Commonly used transformations include the classic Claisen, Stetter and Knoevenagel reactions, Diels-Alder and 1,3-dipolar cycloadditions, modern cross coupling reactions in all their variations, and protecting groups. Chemists must also handle catalysts for enantioselective synthesis, enzymatic transformations and a concatenation of organometallic reagents and reactions.
Technological developments
Modern software-driven instrumentation is rapidly simplifying these tasks. Literature can be accessed at a moment’s notice by computer, virtually every instrument used in the laboratory is computer-aided and routine, time-consuming tasks, such as chromatography, can often be delegated to a machine.
Predictions have often been made that technology or new approaches will replace classic organic synthesis. One day, robots may be able to perform operations now carried out by hand, biotechnological approaches could replace classic organic synthesis and enantioselective catalysts, both synthetic and enzymic, could prepare the proper enantiomer of any compound, rendering organic chemistry and chemists obsolete.
Human touch
However, chemists have not been replaced yet, nor does it seem likely that they will be any time soon.

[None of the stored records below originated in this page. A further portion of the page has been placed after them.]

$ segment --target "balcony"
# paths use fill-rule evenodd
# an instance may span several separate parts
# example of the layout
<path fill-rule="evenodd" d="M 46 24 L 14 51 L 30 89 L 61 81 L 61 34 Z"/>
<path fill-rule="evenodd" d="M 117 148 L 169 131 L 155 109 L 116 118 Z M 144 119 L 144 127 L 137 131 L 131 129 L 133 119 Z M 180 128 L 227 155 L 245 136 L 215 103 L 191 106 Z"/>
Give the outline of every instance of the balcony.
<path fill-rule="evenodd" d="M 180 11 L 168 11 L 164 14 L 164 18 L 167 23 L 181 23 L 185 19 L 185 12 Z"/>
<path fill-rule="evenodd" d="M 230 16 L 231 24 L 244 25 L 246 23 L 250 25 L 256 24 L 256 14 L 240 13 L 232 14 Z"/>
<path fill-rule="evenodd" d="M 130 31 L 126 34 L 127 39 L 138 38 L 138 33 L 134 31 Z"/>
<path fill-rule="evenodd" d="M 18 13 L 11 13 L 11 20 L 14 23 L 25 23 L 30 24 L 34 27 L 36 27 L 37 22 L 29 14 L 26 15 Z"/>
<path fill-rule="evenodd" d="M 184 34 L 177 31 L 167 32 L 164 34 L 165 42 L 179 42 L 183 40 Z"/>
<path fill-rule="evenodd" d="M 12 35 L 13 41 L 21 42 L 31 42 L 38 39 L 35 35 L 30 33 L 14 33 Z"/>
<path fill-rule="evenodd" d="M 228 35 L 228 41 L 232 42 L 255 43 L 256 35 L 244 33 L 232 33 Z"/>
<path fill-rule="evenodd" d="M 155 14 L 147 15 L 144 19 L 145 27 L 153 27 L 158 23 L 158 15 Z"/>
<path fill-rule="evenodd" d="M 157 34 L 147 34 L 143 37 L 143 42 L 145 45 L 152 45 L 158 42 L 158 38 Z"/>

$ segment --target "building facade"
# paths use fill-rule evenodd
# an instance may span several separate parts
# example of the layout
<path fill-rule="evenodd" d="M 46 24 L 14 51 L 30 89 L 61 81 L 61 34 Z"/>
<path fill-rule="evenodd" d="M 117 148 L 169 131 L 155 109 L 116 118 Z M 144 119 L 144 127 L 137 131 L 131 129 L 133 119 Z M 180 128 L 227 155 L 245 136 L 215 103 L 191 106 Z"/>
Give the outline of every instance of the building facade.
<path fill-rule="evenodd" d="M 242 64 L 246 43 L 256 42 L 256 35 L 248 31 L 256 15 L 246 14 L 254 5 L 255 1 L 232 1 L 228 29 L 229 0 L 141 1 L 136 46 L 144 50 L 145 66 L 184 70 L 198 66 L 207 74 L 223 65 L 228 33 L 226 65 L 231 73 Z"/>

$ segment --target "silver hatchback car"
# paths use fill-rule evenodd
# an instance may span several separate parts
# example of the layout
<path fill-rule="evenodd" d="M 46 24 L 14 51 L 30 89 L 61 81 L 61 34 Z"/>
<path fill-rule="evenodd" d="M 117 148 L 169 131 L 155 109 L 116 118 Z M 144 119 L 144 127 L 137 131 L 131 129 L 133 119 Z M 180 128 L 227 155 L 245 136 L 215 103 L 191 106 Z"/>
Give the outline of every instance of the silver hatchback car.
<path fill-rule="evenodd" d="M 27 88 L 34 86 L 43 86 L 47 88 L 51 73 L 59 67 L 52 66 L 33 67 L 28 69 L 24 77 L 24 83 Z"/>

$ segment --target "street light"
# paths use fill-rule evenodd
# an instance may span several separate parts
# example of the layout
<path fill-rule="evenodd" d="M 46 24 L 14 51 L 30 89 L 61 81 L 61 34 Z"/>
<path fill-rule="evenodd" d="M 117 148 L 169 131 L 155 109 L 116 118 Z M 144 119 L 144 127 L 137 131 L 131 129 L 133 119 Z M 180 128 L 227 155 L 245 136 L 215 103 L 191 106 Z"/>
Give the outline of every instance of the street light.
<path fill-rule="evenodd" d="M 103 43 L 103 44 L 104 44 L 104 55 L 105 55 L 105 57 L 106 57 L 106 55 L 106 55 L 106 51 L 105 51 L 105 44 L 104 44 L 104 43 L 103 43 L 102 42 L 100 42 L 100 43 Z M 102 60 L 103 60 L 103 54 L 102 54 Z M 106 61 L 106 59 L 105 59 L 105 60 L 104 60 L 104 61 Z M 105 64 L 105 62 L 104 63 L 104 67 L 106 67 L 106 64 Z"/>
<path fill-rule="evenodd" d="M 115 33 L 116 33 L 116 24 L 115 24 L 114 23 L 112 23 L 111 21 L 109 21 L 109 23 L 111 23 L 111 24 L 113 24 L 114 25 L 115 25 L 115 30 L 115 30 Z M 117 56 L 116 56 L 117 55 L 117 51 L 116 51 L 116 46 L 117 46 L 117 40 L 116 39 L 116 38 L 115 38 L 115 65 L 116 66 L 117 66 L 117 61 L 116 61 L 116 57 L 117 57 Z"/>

New techniques have supplemented and enlarged the arsenal of synthetic methods rather than replacing them. More and better methodology actually increases the opportunity to prepare the endless variations of organic compounds with desired properties.
Computer-assisted techniques aid organic synthesis enormously and biotechnological approaches are becoming increasingly important in this area. For example, (catalytic) enantioselective synthesis is often used to prepare certain intermediates that will then go into complicated synthetic schemes. The field of organic synthesis is growing thanks to new methods, which means that demand for new structures is increasing in line with the sophistication of those methods.
An outsourcing company specialising in organic synthesis has the opportunity to concentrate this complex mixture of technique and knowledge in the hands of experts. The human touch is, and will remain, indispensable. Organic synthesis is an area where technology meets art.
Company profile
Syncom BV is located in Groningen, the Netherlands, and has rapidly grown to its current size of 115 organic chemists. The company specialises in all types of organic synthesis up to about a kilogram. Chiral synthesis is a speciality and Dutch Resolution is a well-known patented method discovered at Syncom for resolutions of racemic compounds.